Josefsdorf (Central Bavarian: Josefsduaf) was an independent municipality until 1892 and is today a part of Döbling, the 19th district of Vienna. It is also one of the 89 Katastralgemeinden.

== Geography ==

Josefsdorf lies on one side of the Kahlenberg, on ground that slopes steeply towards Vienna. Covering an area of just 64.99 hectares, the Katastralgemeinde Josefsdorf is the smallest of the districts in Döbling. In statistical analyses conducted by the Austrian government, Josefsdorf is counted in the area Nußdorf-Kahlenbergerdorf.

== History ==
The Camaldolese laid the foundation for Josefsdorf in 1628. Ferdinand II had invited the Camaldolese into the land following Polish marshal Nikolaus Wolsky’s supplication. The settlement consisted de facto of nothing but a monastery (convent) and was named Schweinsberg, after the mountain on which it was built. Schweinsberg is the original designation for the Kahlenberg. The Camaldolese settlement resembled a small village; two rows each of 20 plots clustered around a church and two yards. The monastery was dedicated to Saint Joseph. Following the dissolution of the hermitage on 4 February 1782, Edler Leopold von Kriegl obtained ownership of the land. The small houses that once belonged to the Camaldolese were sold off and von Kriegl opened a restaurant in what had earlier been the hospice. The Klosterneuburg Monastery provided one of its choir masters as a chaplain for the church. The modern-day St. Josefskirche (Saint Joseph’s Church) was sanctified in 1783. A cemetery was established in the nearby woods at the same time. The settlement was named Josefsdorf in 1784, in honour of Joseph II. However in 1809 the Josefsdorf parish was dissolved and the settlement was allocated to the town of Kahlenbergerdorf. Thereafter, Josefsdorf no longer had its own mayor and it was administered from Kahlenbergerdorf.
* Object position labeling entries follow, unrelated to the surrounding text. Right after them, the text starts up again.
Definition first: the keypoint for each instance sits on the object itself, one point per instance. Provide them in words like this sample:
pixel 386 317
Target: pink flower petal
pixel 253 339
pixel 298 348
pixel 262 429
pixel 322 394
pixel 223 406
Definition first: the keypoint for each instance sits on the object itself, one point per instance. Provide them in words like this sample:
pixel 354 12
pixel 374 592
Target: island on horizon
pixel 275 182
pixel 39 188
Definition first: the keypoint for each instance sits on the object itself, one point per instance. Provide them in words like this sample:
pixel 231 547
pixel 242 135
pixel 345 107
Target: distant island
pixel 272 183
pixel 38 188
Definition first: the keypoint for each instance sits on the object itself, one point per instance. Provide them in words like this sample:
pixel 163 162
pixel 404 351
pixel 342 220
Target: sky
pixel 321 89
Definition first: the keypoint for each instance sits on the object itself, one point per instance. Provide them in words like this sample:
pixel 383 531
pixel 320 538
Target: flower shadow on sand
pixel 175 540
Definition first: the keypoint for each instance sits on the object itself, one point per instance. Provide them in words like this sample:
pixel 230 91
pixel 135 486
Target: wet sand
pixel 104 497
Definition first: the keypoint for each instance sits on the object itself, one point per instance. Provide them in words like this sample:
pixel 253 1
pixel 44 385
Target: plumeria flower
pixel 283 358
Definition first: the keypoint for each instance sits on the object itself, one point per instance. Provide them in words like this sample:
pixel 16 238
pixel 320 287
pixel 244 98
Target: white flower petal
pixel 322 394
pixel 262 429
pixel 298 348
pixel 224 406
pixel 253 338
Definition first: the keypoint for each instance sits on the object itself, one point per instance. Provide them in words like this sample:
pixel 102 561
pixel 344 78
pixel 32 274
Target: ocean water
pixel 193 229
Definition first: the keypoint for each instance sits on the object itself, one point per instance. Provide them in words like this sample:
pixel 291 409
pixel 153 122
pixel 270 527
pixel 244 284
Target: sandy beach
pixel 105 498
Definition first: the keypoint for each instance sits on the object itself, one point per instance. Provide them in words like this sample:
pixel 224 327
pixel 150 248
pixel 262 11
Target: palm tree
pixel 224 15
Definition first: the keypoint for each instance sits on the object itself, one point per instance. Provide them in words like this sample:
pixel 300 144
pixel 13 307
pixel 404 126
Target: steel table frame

Over the years, Josefsdorf remained a very small settlement. In 1832, there were 53 people living in 27 houses; in 1890 there were 37 houses but one inhabitant fewer. The Fürst zu Liechtenstein, a Moravian noble, was the last lord of Josefsdorf.

In 1892, Josefsdorf, as part of the Kahlenbergerdorf, along with the surrounding suburbs of Sievering, Grinzing, Oberdöbling, Unterdöbling, Nußdorf, Heiligenstadt was integrated into the 19th district of Vienna, Döbling.